La Cuaresma es un tiempo privilegiado para volver a lo esencial: la conversión del corazón, la oración más profunda y el amor al prójimo vivido con gestos concretos.
Entre las muchas prácticas que la Iglesia nos ofrece para este tiempo, una que no muchos recuerdan son las 7 obras de misericordia corporales: acciones caritativas mediante las cuales cuidamos las necesidades físicas de nuestros hermanos.
Al ponerlas en práctica, no solo aliviamos sufrimientos, sino que nos unimos al mismo Cristo, que vino para servir y dar la vida por amor.
Esta pequeña guía puede ayudarte a vivir cada una de estas obras durante la Cuaresma:
1. Dar de comer al hambriento
Acción: Reúne amigos o familiares y arma kits con refrigerios sencillos: frutas, galletas, barras de cereal, jugos. Entrégalos a personas en situación de calle o llévalos a un albergue local.
Oración: Señor, sacia a quienes tienen hambre de pan y de esperanza. Que, al recibir este alimento, sientan tu amor pasando por nuestras manos.
2. Dar de beber al sediento
Acción: Dona leche en fórmula para bebés a hospitales o casas de acogida. Muchas familias enfrentan escasez incluso de lo más básico.
Oración: Señor, Tú eres la fuente de toda vida. Alivia la sed de los pequeños y sostiene a quienes los cuidan con tu consuelo y provisión.

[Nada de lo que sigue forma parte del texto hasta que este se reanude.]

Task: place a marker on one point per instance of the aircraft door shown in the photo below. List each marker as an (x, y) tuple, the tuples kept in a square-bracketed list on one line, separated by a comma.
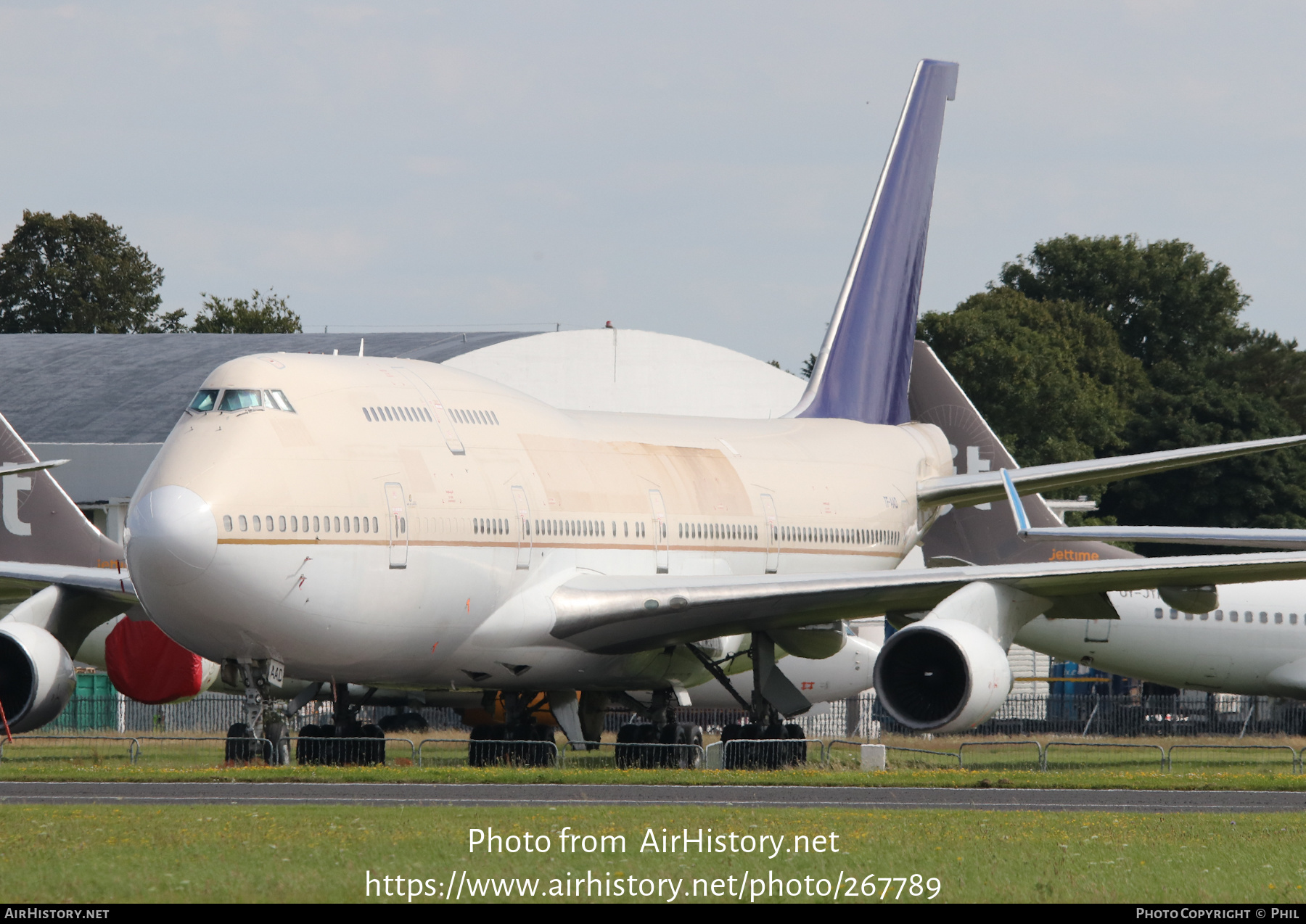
[(660, 538), (1097, 630), (435, 408), (519, 496), (398, 524), (768, 508)]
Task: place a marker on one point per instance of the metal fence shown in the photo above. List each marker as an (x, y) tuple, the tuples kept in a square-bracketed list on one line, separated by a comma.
[(1023, 715)]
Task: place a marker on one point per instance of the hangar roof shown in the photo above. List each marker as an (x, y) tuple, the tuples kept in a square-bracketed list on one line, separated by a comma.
[(131, 388)]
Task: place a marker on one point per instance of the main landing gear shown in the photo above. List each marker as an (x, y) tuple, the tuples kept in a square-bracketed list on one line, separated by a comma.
[(519, 739), (765, 741), (660, 727), (345, 741)]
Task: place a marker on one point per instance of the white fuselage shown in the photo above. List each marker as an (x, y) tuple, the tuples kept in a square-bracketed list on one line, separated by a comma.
[(419, 550), (1208, 651)]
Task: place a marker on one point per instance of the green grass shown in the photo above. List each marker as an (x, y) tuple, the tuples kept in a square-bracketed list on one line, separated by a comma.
[(321, 854), (1064, 780), (1201, 764)]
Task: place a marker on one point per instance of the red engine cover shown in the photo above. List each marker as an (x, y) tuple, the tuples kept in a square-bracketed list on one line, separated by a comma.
[(148, 666)]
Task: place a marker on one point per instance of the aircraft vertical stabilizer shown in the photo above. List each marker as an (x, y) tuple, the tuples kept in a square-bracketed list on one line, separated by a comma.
[(982, 535), (862, 370)]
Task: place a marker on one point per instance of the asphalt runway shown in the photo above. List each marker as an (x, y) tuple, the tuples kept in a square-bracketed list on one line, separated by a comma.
[(550, 793)]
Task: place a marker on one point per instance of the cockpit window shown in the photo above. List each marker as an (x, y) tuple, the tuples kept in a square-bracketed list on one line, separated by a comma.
[(277, 398), (239, 398), (205, 400)]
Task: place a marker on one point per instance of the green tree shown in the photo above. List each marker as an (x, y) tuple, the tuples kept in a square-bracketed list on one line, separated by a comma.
[(1051, 376), (76, 274), (1167, 300), (256, 315), (1208, 379)]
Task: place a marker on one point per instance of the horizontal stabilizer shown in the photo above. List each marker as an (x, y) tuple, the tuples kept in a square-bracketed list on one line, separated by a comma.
[(19, 468), (987, 486), (1182, 535), (111, 582)]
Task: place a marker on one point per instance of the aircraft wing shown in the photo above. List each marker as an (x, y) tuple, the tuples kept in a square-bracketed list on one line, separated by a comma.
[(614, 615), (987, 486), (110, 582)]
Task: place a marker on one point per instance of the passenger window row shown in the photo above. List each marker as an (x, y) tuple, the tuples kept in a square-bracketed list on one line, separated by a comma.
[(239, 398), (400, 414), (475, 416), (281, 524), (718, 532), (494, 527), (827, 534), (1247, 616), (574, 527)]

3. Dar posada al peregrino
Acción: Compra o confecciona mantas y entrégalas en un centro de acogida. Una breve búsqueda te permitirá encontrar lugares en tu ciudad que necesitan esta ayuda.
Oración: Señor, envuelve con tu calor a quienes no tienen dónde descansar. Sé refugio para los desamparados y esperanza para quienes caminan en el frío.
4. Visitar a los enfermos
Acción: Llama a una casa de reposo y pregunta si hay adultos mayores que deseen recibir una visita. Lleva juegos, música o simplemente tu presencia cercana.
Oración: Señor, los enfermos cargan contigo la cruz. Que yo sea presencia que consuela, sonrisa que sana, voz que acoge.
5. Visitar a los presos
Acción: Escribe tarjetas de Pascua con versículos bíblicos y mensajes de ánimo. Envíalas a un penal local o a un proyecto de pastoral penitenciaria.
Oración: Señor, entra en las prisiones con tu luz. Toca los corazones y revela tu perdón a quienes más necesitan un nuevo comienzo.
6. Enterrar a los difuntos
Acción: Visita la tumba de un ser querido. Lleva flores, limpia el lugar y pide por su descanso eterno. Si puedes, reza también por quienes no tienen quien ore por ellos.
Oración: Señor, acoge en tus brazos las almas que partieron. Danos la esperanza de la resurrección y la gracia de amar hasta el final.
7. Vestir al desnudo
Acción: Ordena tu armario y dona lo que no usas. Pero no solo lo que sobra: ofrece también aquello que aún te gusta.
Oración: Señor, enséñame a compartir con generosidad. Que sepa ver tu rostro en cada persona que tiene frío.
Que en esta Cuaresma, al vivir la caridad en pequeñas acciones, podamos ser transformados por dentro y así preparar nuestro corazón para la alegría de la Pascua.